Modern poetry modern verse contemporary poetry contemporary verse modern poem contemporary poem 

 

Know first yourself.  Then, thus, the classics come.

They come from in you.  They are there inside

Your deeps.  As chords philosophers all thrum

Within you.  Buddha and Confucius stride

Beside you in your brain.  The Christ is with

Them, Moses also.  Plato knows your soul

And Zarathustra floats as double myth

That Greeks and Romans knew, the whole

Of cosmic meaning waiting for your mind

To light your way.  Some thinkers, those who fail,

Like Marx and Mao, would lead you blind

But truest you know better.  You prevail.

  One Socrates asks you to search your core.
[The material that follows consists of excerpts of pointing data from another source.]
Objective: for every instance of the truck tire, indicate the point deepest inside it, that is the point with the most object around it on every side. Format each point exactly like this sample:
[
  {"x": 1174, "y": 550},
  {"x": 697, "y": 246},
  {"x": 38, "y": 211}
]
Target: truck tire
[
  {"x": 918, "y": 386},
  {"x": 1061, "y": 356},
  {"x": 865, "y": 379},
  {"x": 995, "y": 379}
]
    Reach in, in thought, and let their wisdom roar.

~ Phillip Whidden

Behold, I Give You One Commandment

 

Love first thyself.  Forget about the love

Of God and others; thinkers everywhere

Have reached this one conclusion.  Far above

Religions, which are every one a snare,

Decry this love.  This first rule first implies,

As streams imply, the truth of water.  You

Must know yourself as ancient Greeks and wise

Ones all have tried to teach.  This basic view

Allows the rest of wisdom as the root

Brings on great trunks, grown stems, green leaves,

Branched blossoms and then gradually full fruit,

In fields the harvest and the final sheaves.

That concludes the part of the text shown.